La victoire de l’amour

Jean Paul II disait d'Auschwitz qu'il était le Golgotha du XXème siècle. Il proclamait Maximilien Kolbe, martyr de la charité, le 10 octobre 1982. 

« Tout ceci arriva dans le camp de concentration d'Auschwitz où, durant la dernière guerre, environ quatre millions de personnes furent mises à mort parmi lesquelles se trouvait aussi la servante de Dieu Édith Stein (Sœur Thérèse Bénédicte de la Croix, carmélite) (…). La désobéissance à Dieu, créateur de la vie, qui a dit : « Tu ne tueras pas », a causé en ce lieu l'immense hécatombe de tant d'innocents. Et, en même temps, notre époque est restée ainsi horriblement marquée par l'extermination de l'homme innocent. (…)

Les hommes regardaient ce qui se passait dans le camp d'Auschwitz. Et même s'il semblait à leurs yeux que mourait l'un de leurs compagnons de tourments, même si humainement ils pouvaient considérer « son départ » comme « un malheur », en réalité dans leur conscience cela n'était pas seulement « la mort ».

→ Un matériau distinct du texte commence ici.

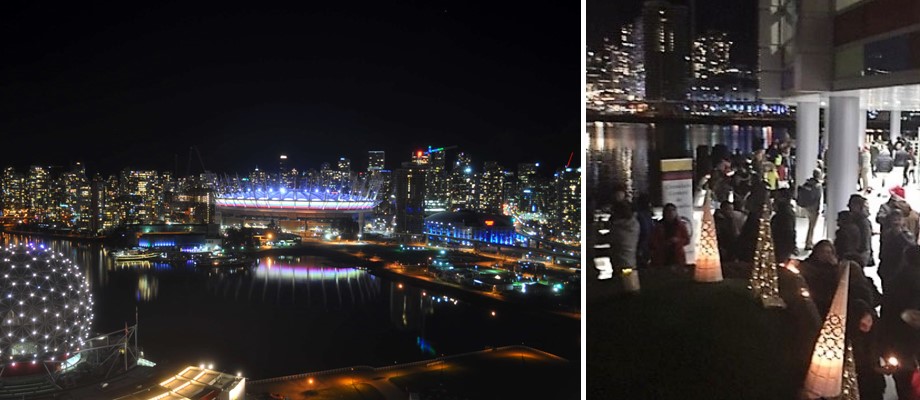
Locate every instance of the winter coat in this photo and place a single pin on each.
(895, 335)
(864, 226)
(865, 161)
(624, 241)
(901, 158)
(884, 162)
(782, 225)
(646, 226)
(728, 227)
(823, 278)
(664, 252)
(911, 218)
(891, 253)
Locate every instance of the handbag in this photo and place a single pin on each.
(915, 382)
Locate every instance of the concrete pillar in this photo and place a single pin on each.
(862, 126)
(895, 125)
(827, 124)
(841, 157)
(807, 129)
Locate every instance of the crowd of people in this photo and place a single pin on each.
(742, 186)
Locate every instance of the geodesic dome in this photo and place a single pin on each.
(45, 306)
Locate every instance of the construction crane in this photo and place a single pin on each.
(439, 149)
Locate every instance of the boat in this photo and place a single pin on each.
(226, 262)
(133, 255)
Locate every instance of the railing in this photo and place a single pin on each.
(430, 362)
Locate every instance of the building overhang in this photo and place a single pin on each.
(897, 97)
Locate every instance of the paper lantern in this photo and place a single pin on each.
(850, 389)
(708, 263)
(630, 279)
(825, 374)
(764, 279)
(605, 267)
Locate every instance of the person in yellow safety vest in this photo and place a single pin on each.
(770, 175)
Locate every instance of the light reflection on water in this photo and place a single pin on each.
(292, 314)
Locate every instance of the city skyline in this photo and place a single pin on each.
(604, 20)
(144, 84)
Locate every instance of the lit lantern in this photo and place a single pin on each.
(764, 278)
(630, 279)
(708, 263)
(825, 374)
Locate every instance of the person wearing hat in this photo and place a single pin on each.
(859, 216)
(897, 202)
(896, 238)
(809, 198)
(896, 337)
(865, 169)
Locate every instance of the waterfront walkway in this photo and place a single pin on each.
(508, 372)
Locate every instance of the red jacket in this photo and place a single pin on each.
(662, 247)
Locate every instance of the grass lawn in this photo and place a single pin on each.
(683, 340)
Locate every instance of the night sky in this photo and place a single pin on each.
(137, 84)
(738, 18)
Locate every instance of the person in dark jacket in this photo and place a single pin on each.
(782, 226)
(728, 227)
(873, 158)
(669, 238)
(643, 207)
(896, 338)
(846, 238)
(859, 216)
(884, 165)
(624, 231)
(821, 271)
(810, 199)
(897, 238)
(747, 239)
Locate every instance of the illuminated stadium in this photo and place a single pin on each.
(299, 201)
(296, 210)
(46, 308)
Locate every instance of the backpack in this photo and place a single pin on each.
(808, 195)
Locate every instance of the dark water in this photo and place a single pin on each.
(630, 154)
(295, 314)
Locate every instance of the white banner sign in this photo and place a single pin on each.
(677, 189)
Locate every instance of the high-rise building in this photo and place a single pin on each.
(344, 165)
(463, 193)
(627, 71)
(142, 195)
(567, 210)
(38, 192)
(409, 191)
(491, 193)
(13, 193)
(375, 160)
(420, 157)
(114, 204)
(436, 182)
(711, 52)
(666, 50)
(258, 178)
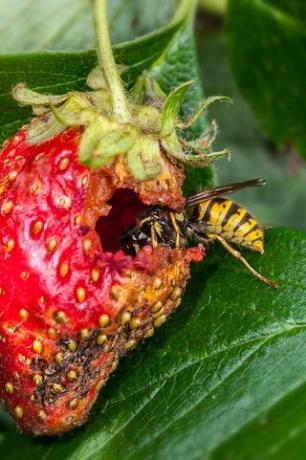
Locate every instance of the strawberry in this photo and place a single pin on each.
(70, 308)
(71, 301)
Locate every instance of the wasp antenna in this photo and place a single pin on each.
(223, 190)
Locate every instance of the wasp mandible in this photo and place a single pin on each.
(207, 217)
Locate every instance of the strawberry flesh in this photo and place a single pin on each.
(71, 302)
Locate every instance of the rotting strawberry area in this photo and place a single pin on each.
(125, 207)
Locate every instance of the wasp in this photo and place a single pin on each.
(207, 217)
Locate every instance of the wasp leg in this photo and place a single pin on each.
(176, 229)
(153, 237)
(240, 257)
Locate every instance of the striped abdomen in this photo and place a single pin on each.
(221, 216)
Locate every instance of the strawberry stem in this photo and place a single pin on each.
(107, 63)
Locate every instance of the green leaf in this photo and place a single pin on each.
(223, 379)
(267, 47)
(68, 24)
(279, 203)
(59, 72)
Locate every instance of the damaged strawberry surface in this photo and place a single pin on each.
(71, 182)
(70, 308)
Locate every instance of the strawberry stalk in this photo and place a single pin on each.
(107, 63)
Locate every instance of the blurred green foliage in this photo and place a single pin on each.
(282, 201)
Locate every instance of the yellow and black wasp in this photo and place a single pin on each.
(207, 217)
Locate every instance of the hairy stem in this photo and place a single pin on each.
(214, 6)
(107, 62)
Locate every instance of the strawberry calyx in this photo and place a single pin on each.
(143, 127)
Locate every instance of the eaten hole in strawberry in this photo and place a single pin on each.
(126, 206)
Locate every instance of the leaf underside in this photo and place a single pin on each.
(267, 49)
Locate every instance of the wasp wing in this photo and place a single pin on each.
(223, 190)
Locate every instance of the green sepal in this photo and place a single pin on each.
(202, 108)
(26, 96)
(112, 144)
(147, 91)
(171, 108)
(144, 159)
(90, 138)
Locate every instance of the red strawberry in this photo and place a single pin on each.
(69, 308)
(71, 301)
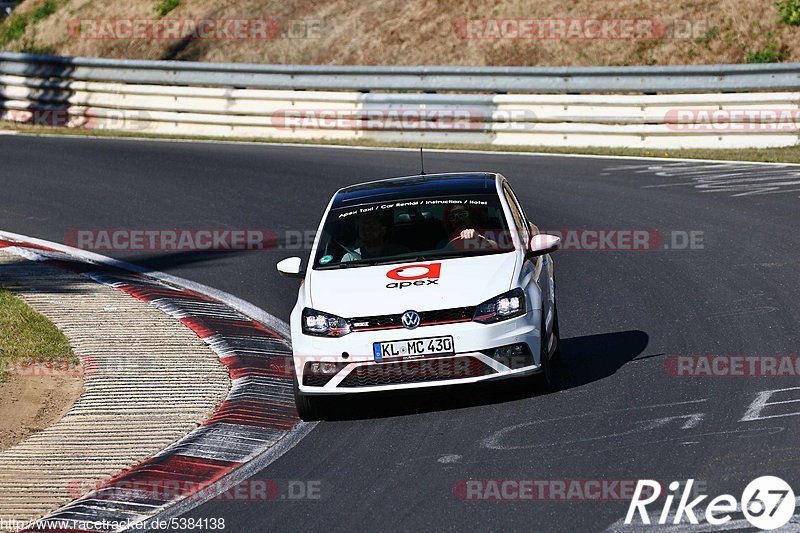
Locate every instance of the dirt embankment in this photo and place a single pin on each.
(412, 32)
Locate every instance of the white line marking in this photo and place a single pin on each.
(289, 441)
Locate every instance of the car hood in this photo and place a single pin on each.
(389, 289)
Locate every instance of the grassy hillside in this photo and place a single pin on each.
(413, 32)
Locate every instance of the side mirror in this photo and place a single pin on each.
(291, 267)
(543, 244)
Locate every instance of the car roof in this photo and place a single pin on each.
(422, 185)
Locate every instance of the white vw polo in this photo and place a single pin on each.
(422, 281)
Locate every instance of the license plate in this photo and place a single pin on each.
(413, 348)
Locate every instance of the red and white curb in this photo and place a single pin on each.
(255, 424)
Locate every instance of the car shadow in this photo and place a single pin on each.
(583, 360)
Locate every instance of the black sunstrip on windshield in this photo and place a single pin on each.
(416, 229)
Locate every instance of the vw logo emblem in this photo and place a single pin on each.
(410, 319)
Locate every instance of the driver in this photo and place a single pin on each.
(372, 232)
(461, 227)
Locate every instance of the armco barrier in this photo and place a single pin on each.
(500, 106)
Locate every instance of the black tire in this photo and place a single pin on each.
(308, 407)
(556, 334)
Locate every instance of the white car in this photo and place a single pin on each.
(422, 281)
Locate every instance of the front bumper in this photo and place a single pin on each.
(472, 362)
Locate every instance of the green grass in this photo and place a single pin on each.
(27, 336)
(789, 154)
(14, 26)
(789, 11)
(165, 6)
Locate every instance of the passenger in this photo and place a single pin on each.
(373, 232)
(460, 222)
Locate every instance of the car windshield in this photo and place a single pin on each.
(414, 229)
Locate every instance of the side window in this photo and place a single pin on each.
(519, 221)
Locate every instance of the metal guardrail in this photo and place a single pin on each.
(763, 77)
(344, 103)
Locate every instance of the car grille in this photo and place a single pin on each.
(312, 377)
(416, 371)
(427, 318)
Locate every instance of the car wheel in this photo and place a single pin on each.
(556, 334)
(543, 379)
(308, 407)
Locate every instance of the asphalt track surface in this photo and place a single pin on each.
(392, 462)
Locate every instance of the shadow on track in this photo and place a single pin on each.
(583, 360)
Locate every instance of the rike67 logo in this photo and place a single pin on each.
(767, 502)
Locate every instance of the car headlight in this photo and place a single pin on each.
(508, 305)
(323, 324)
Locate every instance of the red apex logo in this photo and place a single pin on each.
(415, 272)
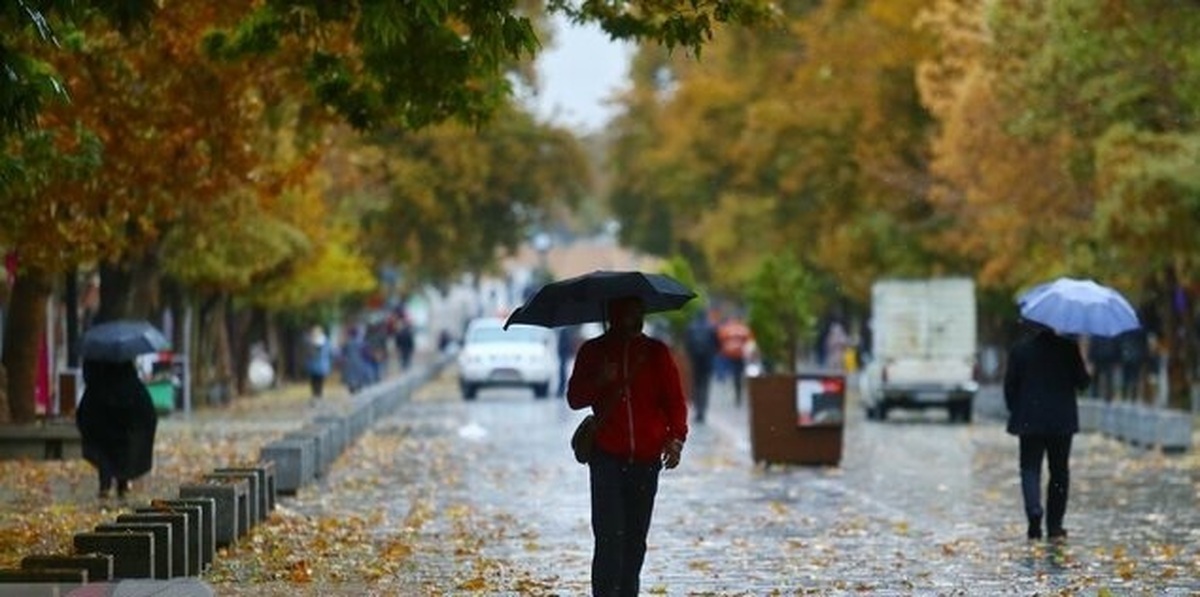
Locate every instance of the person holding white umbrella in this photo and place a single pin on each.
(1044, 375)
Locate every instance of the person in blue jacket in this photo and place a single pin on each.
(319, 361)
(1044, 375)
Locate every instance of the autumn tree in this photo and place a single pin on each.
(1081, 116)
(809, 138)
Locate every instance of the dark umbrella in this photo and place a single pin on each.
(121, 341)
(582, 299)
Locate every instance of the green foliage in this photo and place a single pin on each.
(781, 300)
(29, 80)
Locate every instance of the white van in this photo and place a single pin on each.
(923, 349)
(521, 356)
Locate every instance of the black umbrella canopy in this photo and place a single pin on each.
(121, 341)
(582, 299)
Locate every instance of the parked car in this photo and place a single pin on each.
(521, 356)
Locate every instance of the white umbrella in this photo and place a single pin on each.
(1080, 307)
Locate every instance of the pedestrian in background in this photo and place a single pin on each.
(701, 343)
(117, 422)
(631, 384)
(1044, 375)
(318, 361)
(568, 342)
(406, 342)
(733, 335)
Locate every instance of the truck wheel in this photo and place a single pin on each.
(960, 411)
(877, 412)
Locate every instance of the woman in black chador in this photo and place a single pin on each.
(117, 421)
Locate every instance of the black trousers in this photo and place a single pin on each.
(1055, 450)
(622, 504)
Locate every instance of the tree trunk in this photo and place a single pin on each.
(213, 361)
(129, 291)
(24, 326)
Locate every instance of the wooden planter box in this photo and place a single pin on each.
(775, 433)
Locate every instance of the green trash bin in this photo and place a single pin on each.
(162, 395)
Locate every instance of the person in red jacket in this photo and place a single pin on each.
(631, 384)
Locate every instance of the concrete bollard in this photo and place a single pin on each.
(247, 512)
(208, 534)
(294, 462)
(190, 534)
(132, 552)
(264, 474)
(179, 537)
(99, 566)
(162, 541)
(321, 447)
(225, 513)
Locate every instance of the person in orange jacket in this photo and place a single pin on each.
(631, 384)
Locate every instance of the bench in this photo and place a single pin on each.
(45, 440)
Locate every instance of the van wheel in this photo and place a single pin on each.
(960, 412)
(877, 412)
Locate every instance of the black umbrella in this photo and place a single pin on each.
(582, 299)
(121, 341)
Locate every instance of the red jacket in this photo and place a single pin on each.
(639, 421)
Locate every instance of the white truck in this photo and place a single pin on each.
(923, 349)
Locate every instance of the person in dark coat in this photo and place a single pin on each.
(702, 345)
(117, 421)
(1044, 375)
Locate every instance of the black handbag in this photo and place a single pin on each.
(583, 439)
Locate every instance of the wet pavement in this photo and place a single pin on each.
(484, 498)
(449, 496)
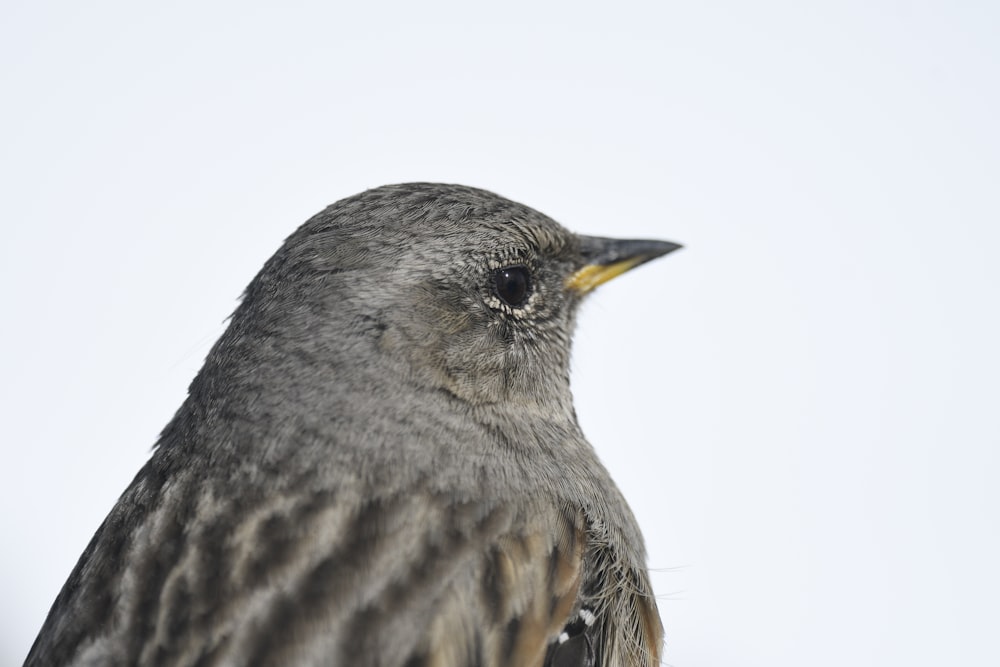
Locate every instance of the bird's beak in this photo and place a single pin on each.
(609, 258)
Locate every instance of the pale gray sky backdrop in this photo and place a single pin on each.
(802, 405)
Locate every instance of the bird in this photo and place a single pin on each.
(380, 464)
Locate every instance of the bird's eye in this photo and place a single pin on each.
(512, 283)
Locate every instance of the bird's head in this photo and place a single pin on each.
(447, 287)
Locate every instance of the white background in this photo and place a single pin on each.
(802, 405)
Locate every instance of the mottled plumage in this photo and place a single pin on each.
(379, 464)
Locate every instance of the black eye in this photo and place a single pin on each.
(512, 284)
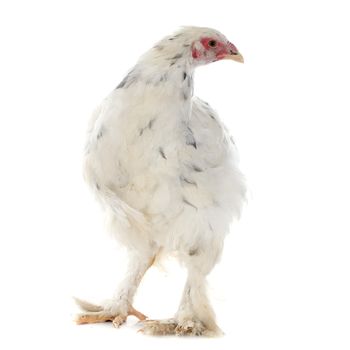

Maximilien n'est pas mort, mais il a « donné sa vie pour son frère ».

Il y avait dans cette mort, terrible du point de vue humain, toute la grandeur définitive de l'acte humain et du choix humain : lui-même, tout seul, s'est offert à la mort par amour.

Et dans cette mort humaine, il y avait le témoignage transparent donné au Christ : le témoignage donné dans le Christ à la dignité de l'homme, à la sainteté de sa vie et à la force salvifique de la mort, dans laquelle se manifeste la puissance de l'amour.

C'est précisément pour cela que la mort de Maximilien Kolbe est devenue un signe de victoire. Elle a été la victoire remportée sur tout le système de mépris et de haine envers l'homme et envers ce qui est divin dans l'homme, victoire semblable à celle qu'a remportée Notre Seigneur Jésus-Christ sur le calvaire.